Local police have said there are now about 140,000 licensed pet dogs in Shanghai, a group dwarfed by the 600,000 dogs that are believed to be unlicensed.

"There are certain people living in the suburbs who don't have their dogs licensed," Xu said. "Most of the dogs they have were brought to them from the countryside or were given to them by others. So they think it's not worthwhile to spend much money on them."

To encourage more dog owners to have their pets registered, the cost of that process will be cut down to about 200 yuan - far less than the current cost, which can be up to 2,000 yuan.

Still, owners will continue paying 40 yuan to have their dogs vaccinated and another 60 yuan to have placed under a dog's skin a computer chip that can identify the pet as being licensed.

"The lower licensing fee will definitely encourage more dog owners to register their pets and to get them vaccinated regularly," said Chen Yuefa, the sole police officer in charge of enforcing regulations on pet owning in the Changning district.

Chen said he has learned through his work that there are about 4,000 registered dogs in the Changning district, along with at least 40,000 unlicensed ones being raised by local families.

In February, when it was announced the new regulation would take effect since May 15, government offices had ceased accepting applications for new dog licenses. They now plan to reopen to the public after Sunday.

To make getting a license more convenient, the number of such offices in existence will increase from 18 to 350 and there will be at least three places in each district where the public can go to have dogs vaccinated.

All dogs except guide dogs will meanwhile be banned from entering cinemas, hospitals, Metro stations, buses, restaurants and other public places. Owners who violate that rule will receive fines.

Suggestions abound on how to make cities better places for dogs to inhabit.

"It's better to have a separate dog walking area in neighborhoods or in parks to ensure that dogs have places to play in cities," said Zhang Guangren, the veterinarian at a local pet hospital in Putuo district.
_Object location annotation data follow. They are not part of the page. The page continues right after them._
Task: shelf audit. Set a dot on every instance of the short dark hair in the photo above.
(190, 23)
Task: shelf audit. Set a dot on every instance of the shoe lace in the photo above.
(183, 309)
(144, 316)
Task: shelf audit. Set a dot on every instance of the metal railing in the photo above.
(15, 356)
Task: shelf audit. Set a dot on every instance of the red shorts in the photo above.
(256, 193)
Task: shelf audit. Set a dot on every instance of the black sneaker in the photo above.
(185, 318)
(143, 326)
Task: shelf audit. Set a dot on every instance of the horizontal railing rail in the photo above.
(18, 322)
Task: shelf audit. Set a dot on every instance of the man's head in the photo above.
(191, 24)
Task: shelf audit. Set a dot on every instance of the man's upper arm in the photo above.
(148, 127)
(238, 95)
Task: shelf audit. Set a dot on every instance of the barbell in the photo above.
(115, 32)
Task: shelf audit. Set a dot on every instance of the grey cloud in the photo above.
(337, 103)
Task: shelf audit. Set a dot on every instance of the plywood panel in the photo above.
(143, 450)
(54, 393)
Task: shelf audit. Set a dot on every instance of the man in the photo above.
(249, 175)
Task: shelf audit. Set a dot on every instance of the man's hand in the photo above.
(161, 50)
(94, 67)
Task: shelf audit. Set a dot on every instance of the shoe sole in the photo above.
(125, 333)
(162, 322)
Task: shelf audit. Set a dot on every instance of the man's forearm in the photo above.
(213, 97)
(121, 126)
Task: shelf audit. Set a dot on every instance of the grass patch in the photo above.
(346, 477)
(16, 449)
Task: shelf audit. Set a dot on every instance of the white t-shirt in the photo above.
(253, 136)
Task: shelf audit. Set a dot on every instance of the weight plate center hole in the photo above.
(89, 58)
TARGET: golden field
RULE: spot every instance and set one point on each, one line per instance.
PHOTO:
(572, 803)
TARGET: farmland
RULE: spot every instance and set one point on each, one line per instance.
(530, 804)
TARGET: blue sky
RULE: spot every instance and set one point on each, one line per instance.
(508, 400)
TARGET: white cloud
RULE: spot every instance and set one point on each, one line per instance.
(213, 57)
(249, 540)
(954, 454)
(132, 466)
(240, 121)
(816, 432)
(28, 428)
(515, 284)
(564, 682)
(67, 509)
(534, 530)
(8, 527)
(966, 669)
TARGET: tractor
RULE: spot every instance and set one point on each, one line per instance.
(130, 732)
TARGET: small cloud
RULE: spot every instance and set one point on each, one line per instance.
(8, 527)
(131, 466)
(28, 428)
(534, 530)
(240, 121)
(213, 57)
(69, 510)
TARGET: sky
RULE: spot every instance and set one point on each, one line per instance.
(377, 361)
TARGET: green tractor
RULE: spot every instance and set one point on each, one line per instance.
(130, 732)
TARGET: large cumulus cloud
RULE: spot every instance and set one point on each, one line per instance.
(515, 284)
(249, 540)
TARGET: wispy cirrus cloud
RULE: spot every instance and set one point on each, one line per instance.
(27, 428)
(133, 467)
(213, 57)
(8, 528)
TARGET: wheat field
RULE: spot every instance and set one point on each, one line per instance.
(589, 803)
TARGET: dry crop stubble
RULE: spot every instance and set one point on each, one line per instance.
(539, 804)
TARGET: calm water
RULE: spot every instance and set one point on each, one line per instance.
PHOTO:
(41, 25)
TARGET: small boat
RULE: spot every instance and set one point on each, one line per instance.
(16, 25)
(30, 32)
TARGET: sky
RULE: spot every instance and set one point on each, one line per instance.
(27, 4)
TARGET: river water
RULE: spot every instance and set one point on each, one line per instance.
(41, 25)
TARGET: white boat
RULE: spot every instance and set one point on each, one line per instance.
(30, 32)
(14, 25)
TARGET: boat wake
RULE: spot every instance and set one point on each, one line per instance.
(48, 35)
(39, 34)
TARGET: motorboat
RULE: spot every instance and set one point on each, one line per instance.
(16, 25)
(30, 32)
Zhang called on the local government to issue policies meant to hold the dog-breeding industry to a high standard and to encourage dog sterilization, which he believes will prevent an increase in the population of homeless or wild dogs.

Guide dogs given exceptions

Guide dogs will be allowed in all public venues displaying the appropriate sign, according to the new regulation on the management of dogs that comes into force in Shanghai on Sunday.

The regulation bans all other dogs from entering public venues such as cinemas, hospitals, subway stations, buses and restaurants.

At the moment, there are only 13 guide dogs with authorized licenses in Shanghai, all from a Nanjing-based guide dog training center.

According to a draft regulation on the construction of barrier-free facilities issued last month by the State Council's Legal Affairs Office, disabled people should be able to use all means of public transport and public areas accompanied by identified guide dogs.

Experts say that residents should not touch or play with guide dogs as it could distract them from their task of helping the blind.